И вот как-то вечером между рождеством и новым годом пьеса завершена. Нетрудно догадаться, что я, подобно большинству начинающих авторов, считаю свое произведение лучшим из всего когда-либо созданного в этой области, с той только разницей, что я храню эту тайну про себя и не выбалтываю ее направо и налево. Пусть люди сами догадаются, пусть сами увидят.

В бедной избушке беседуют муж и жена. Муж хочет побывать в городе, чтобы купить там электрические свечи для елки. «Они ж стоят сколько!» — восклицает жена. Муж в свою очередь напоминает ей, что у соседей через дом от них в прошлом году елка загорелась, а с елки огонь перепрыгнул на гардины. «Это ж раз в сто лет бывает», — упорствует жена.

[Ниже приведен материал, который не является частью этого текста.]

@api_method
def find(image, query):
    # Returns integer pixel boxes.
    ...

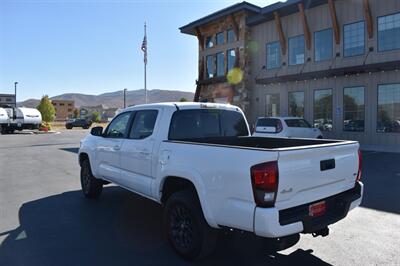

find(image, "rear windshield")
[285,119,311,128]
[256,118,279,127]
[168,109,249,140]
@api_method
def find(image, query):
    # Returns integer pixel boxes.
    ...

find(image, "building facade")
[0,94,16,106]
[51,100,75,121]
[181,0,400,152]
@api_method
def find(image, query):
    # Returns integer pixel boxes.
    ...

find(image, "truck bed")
[166,137,346,150]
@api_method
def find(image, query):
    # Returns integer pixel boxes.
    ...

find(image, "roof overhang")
[246,0,328,26]
[179,2,261,35]
[256,60,400,85]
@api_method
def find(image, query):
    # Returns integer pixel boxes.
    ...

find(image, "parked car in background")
[253,117,323,139]
[65,118,92,129]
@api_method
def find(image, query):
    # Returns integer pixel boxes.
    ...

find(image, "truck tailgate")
[275,142,359,209]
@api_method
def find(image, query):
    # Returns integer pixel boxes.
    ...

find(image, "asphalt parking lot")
[0,130,400,266]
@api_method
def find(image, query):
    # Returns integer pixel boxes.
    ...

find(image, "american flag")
[141,32,147,64]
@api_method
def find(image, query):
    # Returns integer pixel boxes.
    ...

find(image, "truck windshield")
[168,109,249,140]
[285,119,311,128]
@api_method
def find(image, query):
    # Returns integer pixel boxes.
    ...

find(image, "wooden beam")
[199,57,204,80]
[195,27,204,51]
[328,0,340,44]
[193,57,204,102]
[363,0,374,39]
[298,3,311,50]
[274,11,286,55]
[228,14,239,41]
[234,48,240,67]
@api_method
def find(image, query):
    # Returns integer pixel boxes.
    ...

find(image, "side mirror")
[90,127,103,137]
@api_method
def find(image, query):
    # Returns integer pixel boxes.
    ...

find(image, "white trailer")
[0,108,10,133]
[0,106,42,134]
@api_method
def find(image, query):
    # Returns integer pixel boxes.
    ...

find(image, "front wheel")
[81,159,103,199]
[164,190,217,260]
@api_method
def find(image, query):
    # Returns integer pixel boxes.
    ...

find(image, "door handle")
[114,145,121,151]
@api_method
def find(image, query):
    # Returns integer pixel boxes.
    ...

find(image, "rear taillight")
[276,120,283,133]
[356,150,362,181]
[250,161,279,207]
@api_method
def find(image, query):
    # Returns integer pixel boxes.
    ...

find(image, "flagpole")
[144,22,147,103]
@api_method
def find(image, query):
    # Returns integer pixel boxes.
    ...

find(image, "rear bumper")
[254,182,364,237]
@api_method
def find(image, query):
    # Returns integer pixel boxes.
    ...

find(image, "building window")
[289,35,304,65]
[266,42,281,69]
[215,32,225,45]
[207,55,214,78]
[217,53,225,77]
[289,91,304,117]
[314,89,333,131]
[226,29,236,43]
[265,93,280,117]
[343,21,365,56]
[206,36,214,48]
[314,29,333,62]
[378,13,400,52]
[227,49,236,71]
[343,87,365,132]
[377,83,400,133]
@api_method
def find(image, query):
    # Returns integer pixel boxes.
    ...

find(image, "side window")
[129,110,158,139]
[105,112,131,138]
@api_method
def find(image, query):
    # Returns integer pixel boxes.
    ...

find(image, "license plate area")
[308,201,326,217]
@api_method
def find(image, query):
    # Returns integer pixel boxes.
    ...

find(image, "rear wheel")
[164,190,217,260]
[81,159,103,199]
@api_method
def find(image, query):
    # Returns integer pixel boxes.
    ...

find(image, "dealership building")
[180,0,400,152]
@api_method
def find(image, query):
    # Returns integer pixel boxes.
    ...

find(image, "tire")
[163,190,217,260]
[81,159,103,199]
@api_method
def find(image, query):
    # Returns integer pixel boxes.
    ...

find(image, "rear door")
[276,142,359,209]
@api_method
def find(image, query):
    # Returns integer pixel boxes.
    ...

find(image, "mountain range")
[18,89,194,108]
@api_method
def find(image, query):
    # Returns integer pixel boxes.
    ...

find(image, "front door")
[121,110,158,196]
[96,112,131,183]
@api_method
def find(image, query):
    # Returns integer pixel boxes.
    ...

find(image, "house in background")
[51,100,75,121]
[180,0,400,152]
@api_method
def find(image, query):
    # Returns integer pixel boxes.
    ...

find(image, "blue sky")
[0,0,276,101]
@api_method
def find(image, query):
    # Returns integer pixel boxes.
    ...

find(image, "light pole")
[14,81,18,107]
[124,88,127,109]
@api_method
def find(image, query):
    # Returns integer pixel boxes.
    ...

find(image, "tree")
[92,111,101,123]
[37,95,56,123]
[74,108,79,118]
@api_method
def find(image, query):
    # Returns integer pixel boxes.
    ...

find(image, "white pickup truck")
[79,103,363,259]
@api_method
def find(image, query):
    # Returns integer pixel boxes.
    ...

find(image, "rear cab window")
[285,119,311,128]
[168,109,249,140]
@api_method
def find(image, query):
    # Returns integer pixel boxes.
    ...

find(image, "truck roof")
[123,102,240,111]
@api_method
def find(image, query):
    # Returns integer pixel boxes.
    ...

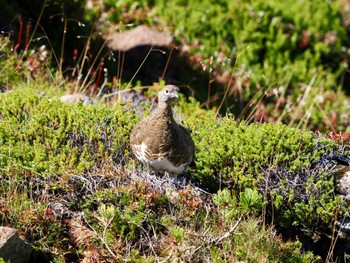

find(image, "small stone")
[0,227,32,263]
[61,94,98,105]
[107,25,173,51]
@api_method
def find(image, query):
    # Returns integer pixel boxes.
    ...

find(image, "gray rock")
[107,25,173,51]
[0,227,32,263]
[61,94,98,105]
[334,166,350,200]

Но мужа ничто не может остановить. Пусть электрические свечи стоят сколько хотят, все равно сгоревший двор вместе с гумном стоит больше. Он уходит, попадает в пургу, и блуждающий огонек заводит его прямиком в болото. Перед тем как ему окончательно увязнуть, его спасает другой крестьянин, который с фонарем проходит мимо. Ну и, натурально, в фонаре у него горит елочная свечка, и человек в болоте догадывается, как это надо понимать.

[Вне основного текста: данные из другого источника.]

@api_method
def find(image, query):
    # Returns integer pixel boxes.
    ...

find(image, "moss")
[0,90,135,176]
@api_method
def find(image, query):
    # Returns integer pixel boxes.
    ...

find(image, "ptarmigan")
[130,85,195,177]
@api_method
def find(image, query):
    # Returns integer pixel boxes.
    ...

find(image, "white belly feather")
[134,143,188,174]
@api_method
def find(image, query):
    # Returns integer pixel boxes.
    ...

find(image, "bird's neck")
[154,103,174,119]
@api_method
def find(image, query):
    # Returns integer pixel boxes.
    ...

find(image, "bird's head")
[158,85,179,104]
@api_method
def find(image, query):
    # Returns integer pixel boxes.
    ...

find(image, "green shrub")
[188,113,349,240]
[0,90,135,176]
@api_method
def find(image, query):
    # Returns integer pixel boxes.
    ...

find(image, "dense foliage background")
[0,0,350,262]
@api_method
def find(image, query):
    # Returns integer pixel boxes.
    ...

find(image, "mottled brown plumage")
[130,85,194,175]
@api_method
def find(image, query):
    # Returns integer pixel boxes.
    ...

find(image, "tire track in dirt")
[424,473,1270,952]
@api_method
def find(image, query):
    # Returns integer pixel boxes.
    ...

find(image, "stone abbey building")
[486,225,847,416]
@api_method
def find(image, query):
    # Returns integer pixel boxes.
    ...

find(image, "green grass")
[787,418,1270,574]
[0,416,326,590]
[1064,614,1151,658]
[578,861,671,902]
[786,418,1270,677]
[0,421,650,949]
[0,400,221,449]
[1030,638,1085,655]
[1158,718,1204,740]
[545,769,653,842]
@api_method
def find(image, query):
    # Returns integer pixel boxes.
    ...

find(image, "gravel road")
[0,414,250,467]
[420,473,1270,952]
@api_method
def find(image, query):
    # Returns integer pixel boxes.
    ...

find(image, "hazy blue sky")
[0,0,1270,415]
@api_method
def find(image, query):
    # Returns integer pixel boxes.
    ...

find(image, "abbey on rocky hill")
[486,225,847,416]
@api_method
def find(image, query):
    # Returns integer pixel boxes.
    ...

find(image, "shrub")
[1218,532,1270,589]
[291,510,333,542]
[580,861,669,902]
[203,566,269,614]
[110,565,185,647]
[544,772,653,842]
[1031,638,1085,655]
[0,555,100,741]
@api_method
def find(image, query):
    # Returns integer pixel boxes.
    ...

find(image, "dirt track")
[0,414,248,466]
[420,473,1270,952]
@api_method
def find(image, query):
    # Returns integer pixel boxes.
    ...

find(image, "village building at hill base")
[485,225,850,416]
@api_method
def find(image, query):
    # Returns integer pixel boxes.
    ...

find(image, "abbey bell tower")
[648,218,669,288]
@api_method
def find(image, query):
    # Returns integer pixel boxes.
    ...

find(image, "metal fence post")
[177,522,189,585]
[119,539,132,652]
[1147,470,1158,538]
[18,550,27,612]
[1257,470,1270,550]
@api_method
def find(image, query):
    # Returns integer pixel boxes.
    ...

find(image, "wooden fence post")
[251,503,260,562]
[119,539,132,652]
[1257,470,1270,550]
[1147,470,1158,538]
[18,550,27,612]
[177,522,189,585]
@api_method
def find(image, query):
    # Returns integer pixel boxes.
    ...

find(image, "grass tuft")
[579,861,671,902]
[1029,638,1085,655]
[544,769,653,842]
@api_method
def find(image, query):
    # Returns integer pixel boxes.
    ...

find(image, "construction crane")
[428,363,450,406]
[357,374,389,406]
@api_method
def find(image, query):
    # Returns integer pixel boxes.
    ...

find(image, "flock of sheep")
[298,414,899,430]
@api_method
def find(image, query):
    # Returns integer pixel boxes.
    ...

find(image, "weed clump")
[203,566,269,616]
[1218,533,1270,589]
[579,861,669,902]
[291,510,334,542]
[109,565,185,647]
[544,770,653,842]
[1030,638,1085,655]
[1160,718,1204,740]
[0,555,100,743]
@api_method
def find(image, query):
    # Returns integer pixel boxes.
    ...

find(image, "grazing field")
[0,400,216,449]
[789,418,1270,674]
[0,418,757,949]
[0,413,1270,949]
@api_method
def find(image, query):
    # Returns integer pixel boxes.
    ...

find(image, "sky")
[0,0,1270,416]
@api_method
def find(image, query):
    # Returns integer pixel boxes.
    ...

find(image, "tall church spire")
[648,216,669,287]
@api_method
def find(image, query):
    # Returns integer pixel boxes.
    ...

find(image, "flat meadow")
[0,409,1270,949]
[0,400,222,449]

Первый человек, которого я знакомлю с пьесой, — моя сестра. Люди, слушающие написанный текст непосредственно в литературной кухне, все равно что лакмусовая бумажка в обращении с химикалиями. Моей сестре не только предназначена роль Женщины у очага, она должна сверх того пять раз переписать пьесу, чтобы каждый исполнитель получил экземпляр текста. Покуда сестра пишет, я заглядываю ей через плечо и обнаруживаю то тут, то там место, которое уже спустя день после написания требует переделки. Два дня назад мне все нравилось безоговорочно, но за это время я стал старше на два дня и соответственно — другим человеком. Моя сестра требует, чтобы я выкинул несколько чрезмерно крепких выражений из ее роли. Ни за что на свете, даже и по ходу пьесы, она не согласна прилюдно сказать своему мужу: «Как бы тебе не обмараться со страху!»

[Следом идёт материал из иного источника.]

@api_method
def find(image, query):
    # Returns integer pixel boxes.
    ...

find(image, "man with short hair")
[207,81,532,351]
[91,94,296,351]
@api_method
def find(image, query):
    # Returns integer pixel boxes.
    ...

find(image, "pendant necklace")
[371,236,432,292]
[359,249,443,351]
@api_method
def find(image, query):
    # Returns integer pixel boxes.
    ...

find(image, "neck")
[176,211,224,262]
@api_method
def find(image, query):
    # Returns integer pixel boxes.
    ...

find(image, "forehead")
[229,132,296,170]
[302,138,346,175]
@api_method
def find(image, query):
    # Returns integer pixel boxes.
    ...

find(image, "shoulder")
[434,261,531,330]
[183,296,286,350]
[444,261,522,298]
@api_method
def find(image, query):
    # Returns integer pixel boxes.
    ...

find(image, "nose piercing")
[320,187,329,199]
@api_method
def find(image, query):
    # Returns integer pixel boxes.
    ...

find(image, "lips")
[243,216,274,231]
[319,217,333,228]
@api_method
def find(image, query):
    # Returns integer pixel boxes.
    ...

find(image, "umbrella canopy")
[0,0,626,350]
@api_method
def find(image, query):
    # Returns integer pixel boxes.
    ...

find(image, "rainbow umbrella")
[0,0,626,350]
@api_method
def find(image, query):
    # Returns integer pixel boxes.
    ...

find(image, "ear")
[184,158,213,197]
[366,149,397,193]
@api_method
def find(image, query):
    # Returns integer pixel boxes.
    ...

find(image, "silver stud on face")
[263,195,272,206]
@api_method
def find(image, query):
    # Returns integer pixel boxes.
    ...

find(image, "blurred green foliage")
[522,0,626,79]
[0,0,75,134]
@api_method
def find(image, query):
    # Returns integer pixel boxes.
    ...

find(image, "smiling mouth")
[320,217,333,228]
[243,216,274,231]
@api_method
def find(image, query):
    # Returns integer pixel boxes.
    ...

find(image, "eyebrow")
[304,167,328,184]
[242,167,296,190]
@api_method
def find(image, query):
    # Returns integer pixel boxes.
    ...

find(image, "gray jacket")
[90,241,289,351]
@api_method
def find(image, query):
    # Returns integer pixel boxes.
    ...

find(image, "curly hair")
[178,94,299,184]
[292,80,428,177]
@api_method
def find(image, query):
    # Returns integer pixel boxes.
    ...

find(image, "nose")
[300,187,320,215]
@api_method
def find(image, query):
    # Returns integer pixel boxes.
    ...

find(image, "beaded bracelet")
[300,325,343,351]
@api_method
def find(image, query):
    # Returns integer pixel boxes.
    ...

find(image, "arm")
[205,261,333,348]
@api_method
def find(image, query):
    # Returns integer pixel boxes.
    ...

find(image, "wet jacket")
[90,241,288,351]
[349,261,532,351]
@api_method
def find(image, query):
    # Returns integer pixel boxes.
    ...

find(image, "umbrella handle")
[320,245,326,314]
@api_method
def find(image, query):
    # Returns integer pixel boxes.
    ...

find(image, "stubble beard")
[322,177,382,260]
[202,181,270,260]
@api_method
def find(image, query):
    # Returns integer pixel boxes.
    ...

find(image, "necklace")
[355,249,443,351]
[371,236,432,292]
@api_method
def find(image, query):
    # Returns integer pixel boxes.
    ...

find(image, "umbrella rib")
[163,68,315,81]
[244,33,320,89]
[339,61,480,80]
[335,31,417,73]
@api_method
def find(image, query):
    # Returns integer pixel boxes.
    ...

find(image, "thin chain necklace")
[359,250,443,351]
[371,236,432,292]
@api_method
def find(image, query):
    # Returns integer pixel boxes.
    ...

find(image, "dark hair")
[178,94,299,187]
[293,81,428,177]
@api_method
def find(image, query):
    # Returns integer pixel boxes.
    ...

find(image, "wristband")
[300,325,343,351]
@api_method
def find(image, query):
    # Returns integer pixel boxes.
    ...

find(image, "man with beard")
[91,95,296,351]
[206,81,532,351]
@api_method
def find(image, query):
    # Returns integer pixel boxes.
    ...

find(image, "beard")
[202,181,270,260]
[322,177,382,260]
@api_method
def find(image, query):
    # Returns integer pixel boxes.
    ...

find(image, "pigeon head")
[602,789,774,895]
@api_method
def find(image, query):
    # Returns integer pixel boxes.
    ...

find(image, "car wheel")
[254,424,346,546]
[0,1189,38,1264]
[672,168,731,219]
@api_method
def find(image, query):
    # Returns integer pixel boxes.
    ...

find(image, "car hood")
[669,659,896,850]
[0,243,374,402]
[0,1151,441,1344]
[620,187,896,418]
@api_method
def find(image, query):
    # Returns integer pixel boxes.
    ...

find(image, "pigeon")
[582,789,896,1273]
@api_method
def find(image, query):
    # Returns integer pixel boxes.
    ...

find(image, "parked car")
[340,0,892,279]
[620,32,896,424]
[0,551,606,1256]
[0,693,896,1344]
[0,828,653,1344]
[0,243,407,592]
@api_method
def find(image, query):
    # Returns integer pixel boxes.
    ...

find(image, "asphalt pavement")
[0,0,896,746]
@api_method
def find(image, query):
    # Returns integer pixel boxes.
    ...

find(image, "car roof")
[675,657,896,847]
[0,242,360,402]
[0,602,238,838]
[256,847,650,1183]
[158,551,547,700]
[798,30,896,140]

В те времена мне было еще невдомек, что каждая дива выдвигает свои условия и требует изменений в тексте, более того — что ее требованиям идут навстречу, коль скоро она близка сердцу режиссера или сочинителя. Моя дива близка мне всего лишь как сестра. Я долго с ней торгуюсь и под конец вынужден пригрозить, что передам ее роль Эмке Матчковой, тогда сестра умолкает и пишет дальше.

После чего на мою голову сваливаются режиссерские заботы: где взять болото, чтобы в нем мог увязнуть мой электролюбивый герой, которого, разумеется, буду играть я? Я просто вынужден его играть, поскольку не верю, что Заступайтов Альфредко, провалясь в болото, сумеет втолковать публике, будто теперь ему все ясно и он готов вернуться от электрических к стеариновым свечам.

Да, господа хорошие, просто ума не приложу, как мне быть с болотом. Как и положено режиссеру, я прокручиваю все возможности. Вообще-то мы хотели выступать в чистой горнице, а зрители чтоб сидели в гостиной. Но как сотворить в чистой горнице болото, не выпилив для этого в полу дыру нужных размеров? Поскольку у Румпоша на уроке географии я узнал, что существуют и высокогорные болота, я начинаю прикидывать, а не стоит ли и мне устроить высокогорное? Можно взять деревянную лохань у бабусеньки-полторусеньки и наполнить ее хворостом и мхом. Сестра знакомит мать с моим замыслом. Ка-ак? Натаскать в ее чистую горницу хворосту и мха? Не бывать этому!